Monday, September 29, 2008
I cheated death today after tuition. It was around 945pm and I was trying to cross the road behind some stupid bus that was parked at the side. Because it was hugeass, I couldn't see the cars that were approaching. I assumed there was no car approaching because there were no headlights shining on the road, hence, I just walked. Suddenly out of nowhere, some stupid audi sped past me without its headlights on. A few inches more and I probably would have died. When I got home, I saw my cousin's car badly smashed. Apparently, he knocked down some dude and the guy was bleeding from the head, arms and legs.
That dude and I had very similar experiences, yet I'm so much luckier than him.
The ironies of life, which I can't comprehend.

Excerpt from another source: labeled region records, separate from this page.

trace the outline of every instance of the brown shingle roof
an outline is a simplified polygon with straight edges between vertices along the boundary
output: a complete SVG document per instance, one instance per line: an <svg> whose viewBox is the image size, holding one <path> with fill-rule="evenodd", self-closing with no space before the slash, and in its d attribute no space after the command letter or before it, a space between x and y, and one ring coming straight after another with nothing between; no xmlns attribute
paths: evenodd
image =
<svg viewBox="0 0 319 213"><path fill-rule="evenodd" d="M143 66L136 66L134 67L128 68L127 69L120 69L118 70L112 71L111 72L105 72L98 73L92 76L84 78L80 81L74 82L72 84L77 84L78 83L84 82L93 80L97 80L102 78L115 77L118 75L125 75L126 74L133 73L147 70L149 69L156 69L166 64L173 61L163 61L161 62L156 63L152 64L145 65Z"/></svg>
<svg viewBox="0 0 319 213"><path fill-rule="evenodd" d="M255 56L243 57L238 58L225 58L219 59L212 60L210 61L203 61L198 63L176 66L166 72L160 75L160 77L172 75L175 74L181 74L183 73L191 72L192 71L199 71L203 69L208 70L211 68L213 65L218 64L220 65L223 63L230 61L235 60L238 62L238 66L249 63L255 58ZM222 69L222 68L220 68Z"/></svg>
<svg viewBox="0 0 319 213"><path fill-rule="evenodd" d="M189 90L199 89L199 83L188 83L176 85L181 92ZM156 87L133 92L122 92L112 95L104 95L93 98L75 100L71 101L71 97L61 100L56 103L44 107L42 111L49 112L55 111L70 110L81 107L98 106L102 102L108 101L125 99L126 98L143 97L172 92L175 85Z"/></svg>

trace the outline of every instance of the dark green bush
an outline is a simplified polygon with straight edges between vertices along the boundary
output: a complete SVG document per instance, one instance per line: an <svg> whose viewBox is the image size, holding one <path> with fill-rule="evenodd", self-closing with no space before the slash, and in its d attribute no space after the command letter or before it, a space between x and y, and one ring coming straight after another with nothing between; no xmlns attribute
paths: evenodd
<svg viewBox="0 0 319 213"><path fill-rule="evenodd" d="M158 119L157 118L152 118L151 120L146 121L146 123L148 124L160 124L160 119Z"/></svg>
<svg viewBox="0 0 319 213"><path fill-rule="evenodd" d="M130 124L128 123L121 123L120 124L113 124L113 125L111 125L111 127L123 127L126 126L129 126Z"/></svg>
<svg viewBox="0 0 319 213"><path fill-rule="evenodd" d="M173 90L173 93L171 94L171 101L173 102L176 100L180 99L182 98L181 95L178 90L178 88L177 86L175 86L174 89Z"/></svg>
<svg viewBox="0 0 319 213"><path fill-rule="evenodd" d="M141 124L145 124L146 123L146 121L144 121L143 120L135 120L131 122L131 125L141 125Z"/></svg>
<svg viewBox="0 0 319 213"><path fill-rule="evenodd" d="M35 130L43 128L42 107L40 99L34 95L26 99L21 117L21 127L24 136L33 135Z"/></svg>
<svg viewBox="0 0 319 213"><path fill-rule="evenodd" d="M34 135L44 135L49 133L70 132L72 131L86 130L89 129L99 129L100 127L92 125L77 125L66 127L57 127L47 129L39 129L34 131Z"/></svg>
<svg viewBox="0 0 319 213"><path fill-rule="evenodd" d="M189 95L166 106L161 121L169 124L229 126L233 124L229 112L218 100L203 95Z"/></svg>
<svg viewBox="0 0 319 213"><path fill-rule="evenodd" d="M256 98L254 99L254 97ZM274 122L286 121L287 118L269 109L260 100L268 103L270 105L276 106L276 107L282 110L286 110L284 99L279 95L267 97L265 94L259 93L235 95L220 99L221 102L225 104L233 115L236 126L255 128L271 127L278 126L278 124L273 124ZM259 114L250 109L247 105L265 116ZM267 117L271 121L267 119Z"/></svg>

I was thinking about my life on the bus just now. What have I been doing for the past 2 years. I was the one who chose this jc route, nobody forced or pressured me. I still remembered when my mother told me to go poly rather than jc. Yet, I had the typical mindset of poly being inferior to jc then, and I was afraid of people laughing at me that I'm a poly boy (no offence to poly ppl, really), I always tried to convince myself that I came to jc because I have no idea what to do in the future. Now as jc life is coming to an end, I realised I have not achieve anything. Perhaps, jc isn't exactly my cup of tea cause I'm neither good in my studies, or good in my cca. Maybe my piano teacher was right. I might be musically talented cause I do have some passion for music. Maybe its the only thing I can do well in. I figured I will probably learn some new instrument or continue with piano after A's. And also my theory.